I experienced this when I wrote a piece about the girl group f(x) bringing K-pop to Austin during SXSW. Right as the piece went live, it went around Twitter from Singapore to Tunisia and everywhere else in between, like a collection plate made of adjectives. That is right; there are people around the world so obsessed with K-pop, they are willing to read me to hear about it.
Now, post-“Gangnam Style,” someone new has stepped up to embed Korean music in everyone’s psyche in a blaze of fashion sense and off-kilter rapping appropriately named “Coup D’Etat,” and he goes by the name G-Dragon.
As the leader of the Korean boy band Big Bang, G-Dragon played the pop market like another instrument, bringing his group to the top of the K-pop echelon. But it was not until after his first solo album “Heartbreaker” that his other side started coming out, hanging its freak flag out of its pants and violently waving it in the wind. And it is that side of G-Dragon we are getting acquainted with.

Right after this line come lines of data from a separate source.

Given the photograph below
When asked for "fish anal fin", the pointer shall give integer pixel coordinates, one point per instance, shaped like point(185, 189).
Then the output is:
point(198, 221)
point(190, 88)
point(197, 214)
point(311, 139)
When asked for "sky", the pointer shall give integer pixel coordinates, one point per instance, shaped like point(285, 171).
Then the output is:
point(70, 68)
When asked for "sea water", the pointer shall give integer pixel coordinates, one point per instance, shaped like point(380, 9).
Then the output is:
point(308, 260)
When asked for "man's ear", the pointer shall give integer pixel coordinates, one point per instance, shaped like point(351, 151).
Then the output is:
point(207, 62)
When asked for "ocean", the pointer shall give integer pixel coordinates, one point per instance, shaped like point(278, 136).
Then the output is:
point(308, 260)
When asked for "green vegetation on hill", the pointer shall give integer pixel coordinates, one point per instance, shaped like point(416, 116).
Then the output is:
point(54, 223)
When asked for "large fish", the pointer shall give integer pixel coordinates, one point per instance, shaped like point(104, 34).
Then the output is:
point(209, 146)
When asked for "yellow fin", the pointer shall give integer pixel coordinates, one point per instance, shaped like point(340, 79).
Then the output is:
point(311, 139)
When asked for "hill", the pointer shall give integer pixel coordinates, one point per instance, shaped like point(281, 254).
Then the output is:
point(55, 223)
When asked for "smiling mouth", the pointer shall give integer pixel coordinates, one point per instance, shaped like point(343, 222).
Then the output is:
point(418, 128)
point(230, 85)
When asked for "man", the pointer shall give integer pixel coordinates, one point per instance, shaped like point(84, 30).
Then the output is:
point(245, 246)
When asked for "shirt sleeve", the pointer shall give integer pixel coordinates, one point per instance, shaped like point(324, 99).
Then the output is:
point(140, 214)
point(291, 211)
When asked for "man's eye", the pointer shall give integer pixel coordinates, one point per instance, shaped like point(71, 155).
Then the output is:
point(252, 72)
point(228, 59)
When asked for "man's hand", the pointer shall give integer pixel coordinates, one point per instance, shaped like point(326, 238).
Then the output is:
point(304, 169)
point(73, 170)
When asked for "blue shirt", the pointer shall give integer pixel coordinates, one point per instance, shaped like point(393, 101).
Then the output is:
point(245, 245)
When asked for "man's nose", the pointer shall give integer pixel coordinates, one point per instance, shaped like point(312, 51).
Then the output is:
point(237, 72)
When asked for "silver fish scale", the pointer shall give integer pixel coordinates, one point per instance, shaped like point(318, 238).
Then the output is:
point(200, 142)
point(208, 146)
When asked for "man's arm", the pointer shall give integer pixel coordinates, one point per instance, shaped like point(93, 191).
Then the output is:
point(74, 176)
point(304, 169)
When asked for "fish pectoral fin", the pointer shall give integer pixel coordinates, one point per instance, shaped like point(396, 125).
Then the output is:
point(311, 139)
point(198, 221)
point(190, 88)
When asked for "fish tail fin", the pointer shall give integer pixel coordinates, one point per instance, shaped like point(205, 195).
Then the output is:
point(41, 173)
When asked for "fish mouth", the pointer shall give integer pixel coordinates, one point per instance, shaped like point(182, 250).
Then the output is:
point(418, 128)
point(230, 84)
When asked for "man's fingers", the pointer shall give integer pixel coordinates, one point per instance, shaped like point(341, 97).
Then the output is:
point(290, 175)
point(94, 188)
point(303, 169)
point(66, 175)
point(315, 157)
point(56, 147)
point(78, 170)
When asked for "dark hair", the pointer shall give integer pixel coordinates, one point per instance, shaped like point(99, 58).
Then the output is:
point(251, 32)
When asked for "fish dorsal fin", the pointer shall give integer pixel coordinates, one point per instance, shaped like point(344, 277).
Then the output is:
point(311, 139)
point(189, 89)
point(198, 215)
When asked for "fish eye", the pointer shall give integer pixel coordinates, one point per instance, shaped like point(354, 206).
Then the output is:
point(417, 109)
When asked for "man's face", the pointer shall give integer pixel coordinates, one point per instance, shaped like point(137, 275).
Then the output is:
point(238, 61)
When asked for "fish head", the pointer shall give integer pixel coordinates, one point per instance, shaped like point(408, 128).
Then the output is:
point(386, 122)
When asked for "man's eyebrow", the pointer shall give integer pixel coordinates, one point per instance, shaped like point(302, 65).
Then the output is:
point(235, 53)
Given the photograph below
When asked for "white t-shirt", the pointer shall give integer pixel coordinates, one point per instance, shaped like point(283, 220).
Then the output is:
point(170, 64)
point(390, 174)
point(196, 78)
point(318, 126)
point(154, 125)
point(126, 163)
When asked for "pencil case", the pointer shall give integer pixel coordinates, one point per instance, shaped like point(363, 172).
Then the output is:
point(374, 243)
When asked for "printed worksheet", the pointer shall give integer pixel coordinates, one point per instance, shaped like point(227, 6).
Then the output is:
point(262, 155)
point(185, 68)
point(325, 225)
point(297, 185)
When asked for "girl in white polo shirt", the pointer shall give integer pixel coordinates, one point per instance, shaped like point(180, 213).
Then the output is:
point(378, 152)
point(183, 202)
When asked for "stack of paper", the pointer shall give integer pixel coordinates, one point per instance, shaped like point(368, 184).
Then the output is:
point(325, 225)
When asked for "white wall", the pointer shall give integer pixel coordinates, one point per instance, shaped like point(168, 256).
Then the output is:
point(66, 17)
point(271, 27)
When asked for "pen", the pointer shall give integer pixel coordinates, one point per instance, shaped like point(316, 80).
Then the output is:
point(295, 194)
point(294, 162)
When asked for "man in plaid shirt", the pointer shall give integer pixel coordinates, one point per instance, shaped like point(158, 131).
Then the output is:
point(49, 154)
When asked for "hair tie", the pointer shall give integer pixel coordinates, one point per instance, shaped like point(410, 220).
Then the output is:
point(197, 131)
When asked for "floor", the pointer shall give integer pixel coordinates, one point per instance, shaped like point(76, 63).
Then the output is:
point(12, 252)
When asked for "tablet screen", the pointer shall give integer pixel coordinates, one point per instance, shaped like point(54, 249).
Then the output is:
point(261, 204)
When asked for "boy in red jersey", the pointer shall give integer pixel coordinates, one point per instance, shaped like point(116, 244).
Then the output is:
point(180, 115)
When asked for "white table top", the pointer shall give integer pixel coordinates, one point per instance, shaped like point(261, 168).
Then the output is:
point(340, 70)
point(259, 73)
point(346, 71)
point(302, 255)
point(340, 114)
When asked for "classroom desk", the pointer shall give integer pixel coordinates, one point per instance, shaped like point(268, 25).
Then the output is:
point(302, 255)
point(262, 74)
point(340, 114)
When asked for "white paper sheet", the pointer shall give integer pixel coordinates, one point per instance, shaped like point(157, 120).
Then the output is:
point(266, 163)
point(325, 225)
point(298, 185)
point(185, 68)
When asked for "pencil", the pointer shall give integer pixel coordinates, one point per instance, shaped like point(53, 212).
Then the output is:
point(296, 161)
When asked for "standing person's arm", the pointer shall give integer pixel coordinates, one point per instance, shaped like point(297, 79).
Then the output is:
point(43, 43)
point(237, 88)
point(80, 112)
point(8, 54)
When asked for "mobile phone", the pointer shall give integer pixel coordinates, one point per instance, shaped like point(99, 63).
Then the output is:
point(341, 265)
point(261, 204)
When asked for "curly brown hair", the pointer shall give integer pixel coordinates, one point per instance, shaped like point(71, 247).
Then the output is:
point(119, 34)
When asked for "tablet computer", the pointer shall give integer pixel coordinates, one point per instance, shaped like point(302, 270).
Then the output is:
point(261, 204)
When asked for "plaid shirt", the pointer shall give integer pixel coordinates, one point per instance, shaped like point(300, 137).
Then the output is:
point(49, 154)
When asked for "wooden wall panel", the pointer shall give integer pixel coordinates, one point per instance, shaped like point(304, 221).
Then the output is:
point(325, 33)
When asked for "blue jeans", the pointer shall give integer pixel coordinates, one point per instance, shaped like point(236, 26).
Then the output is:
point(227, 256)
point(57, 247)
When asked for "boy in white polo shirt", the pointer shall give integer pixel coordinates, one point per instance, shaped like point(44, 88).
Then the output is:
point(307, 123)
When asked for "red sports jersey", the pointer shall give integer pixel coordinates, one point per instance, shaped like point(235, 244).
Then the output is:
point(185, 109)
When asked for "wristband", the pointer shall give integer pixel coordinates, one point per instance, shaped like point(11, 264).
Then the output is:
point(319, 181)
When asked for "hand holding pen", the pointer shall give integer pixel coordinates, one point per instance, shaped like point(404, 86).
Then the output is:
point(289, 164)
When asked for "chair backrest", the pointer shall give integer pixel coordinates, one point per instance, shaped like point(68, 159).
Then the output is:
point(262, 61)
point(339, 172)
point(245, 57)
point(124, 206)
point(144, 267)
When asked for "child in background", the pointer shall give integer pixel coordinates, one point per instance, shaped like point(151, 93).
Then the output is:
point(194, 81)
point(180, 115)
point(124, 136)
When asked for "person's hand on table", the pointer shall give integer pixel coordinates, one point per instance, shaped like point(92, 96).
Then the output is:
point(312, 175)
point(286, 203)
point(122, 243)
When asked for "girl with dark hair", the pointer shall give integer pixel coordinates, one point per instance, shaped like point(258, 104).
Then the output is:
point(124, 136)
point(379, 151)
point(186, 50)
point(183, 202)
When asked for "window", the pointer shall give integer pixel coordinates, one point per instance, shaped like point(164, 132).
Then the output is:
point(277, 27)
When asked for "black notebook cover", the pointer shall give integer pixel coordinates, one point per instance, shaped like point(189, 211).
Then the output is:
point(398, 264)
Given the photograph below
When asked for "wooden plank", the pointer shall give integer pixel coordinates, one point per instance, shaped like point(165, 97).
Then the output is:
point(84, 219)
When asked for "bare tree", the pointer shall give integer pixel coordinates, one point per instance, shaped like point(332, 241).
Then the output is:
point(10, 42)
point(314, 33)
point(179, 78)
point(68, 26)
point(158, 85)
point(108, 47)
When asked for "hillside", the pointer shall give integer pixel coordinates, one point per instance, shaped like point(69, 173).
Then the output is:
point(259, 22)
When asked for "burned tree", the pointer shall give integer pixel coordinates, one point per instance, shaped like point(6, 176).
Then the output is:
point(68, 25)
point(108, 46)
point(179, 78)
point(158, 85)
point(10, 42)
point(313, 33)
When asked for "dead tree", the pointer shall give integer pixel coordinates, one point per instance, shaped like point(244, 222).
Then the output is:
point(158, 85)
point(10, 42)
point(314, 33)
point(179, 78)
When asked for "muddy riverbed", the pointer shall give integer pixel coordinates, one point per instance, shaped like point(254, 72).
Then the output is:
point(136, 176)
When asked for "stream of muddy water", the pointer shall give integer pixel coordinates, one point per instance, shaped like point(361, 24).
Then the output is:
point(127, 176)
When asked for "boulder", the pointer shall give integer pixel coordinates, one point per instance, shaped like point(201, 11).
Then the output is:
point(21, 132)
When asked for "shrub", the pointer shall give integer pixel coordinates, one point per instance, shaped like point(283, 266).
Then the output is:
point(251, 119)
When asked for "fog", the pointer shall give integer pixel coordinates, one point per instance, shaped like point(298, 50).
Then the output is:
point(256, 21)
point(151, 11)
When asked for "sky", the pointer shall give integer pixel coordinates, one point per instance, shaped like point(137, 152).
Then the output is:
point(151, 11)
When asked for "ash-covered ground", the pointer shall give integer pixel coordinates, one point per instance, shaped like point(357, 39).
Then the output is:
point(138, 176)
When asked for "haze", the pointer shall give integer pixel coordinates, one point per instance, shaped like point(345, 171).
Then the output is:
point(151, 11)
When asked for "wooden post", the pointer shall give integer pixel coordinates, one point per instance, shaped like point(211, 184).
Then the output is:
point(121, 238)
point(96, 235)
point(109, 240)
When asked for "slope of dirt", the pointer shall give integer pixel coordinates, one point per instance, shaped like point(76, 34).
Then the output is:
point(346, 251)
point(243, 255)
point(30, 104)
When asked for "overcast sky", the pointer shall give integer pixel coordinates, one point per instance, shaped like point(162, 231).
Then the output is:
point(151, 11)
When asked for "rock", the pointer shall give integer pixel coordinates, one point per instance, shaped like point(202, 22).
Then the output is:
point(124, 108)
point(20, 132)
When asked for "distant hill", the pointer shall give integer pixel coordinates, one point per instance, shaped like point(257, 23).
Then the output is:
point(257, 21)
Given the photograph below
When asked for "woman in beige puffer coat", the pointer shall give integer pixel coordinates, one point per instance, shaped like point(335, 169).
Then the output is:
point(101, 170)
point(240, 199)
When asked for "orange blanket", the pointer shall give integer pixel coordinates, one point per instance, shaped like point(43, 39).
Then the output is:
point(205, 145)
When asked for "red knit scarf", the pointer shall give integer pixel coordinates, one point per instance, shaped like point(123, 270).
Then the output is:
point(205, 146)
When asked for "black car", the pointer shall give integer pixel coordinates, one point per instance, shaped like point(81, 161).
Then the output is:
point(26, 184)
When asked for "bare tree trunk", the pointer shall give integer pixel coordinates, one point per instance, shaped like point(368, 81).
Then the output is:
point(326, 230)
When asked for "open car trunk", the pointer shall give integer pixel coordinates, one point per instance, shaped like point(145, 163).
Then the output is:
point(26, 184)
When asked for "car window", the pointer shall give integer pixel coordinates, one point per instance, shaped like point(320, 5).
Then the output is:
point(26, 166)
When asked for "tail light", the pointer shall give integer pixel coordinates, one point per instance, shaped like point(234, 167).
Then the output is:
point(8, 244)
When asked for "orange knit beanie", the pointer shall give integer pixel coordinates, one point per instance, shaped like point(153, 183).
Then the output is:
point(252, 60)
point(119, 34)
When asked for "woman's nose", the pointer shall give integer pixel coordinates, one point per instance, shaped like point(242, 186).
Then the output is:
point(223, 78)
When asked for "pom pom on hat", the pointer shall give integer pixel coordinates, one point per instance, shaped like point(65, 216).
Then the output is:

G-Dragon’s rise brought out reputable foreign musicians to join collaborators from home. For instance, there is the title track, a trap behemoth that lumbers along like a malfunctioning robot trampling a city while G-Dragon solemnly declares his manifesto, a gift courtesy of the globe-hopping super-producer Diplo and Baauer of the Harlem Shake.
The twists and turns just get wilder from there. Look one way to find Missy Elliott flowing in lockstep with G-Dragon on “Niliria,” a cutting electro beat with a bastardized Korean folk song for a foundation that slayed L.A.’s KCON. Look the other to find a model-turned-singer providing a melancholy hook here, German electro producer Boys Noize laying a funked-up beat down there.
There are some duds here, although with multiple listens they can improve, which itself is a mark of excellence. But when G-Dragon gets it right the first time, the results are spectacular and a joy to be endlessly and loudly replayed (sorry, neighbors). I am favoring “Shake The World,” with its catwalk swagger, the violently unhinged spaz-out “MichiGO,” as well as the title track and “Niliria.” Special mention: “Window,” for its creepy vibe that would make Tyler, the Creator proud.
Can G-Dragon succeed where his peers and elders failed? Many K-pop artists tried and failed to break here before. After hearing “Coup D’Etat,” I think he could hang our pop stars from the rafters, should we give him enough rope. And we always have some to spare for South Korea.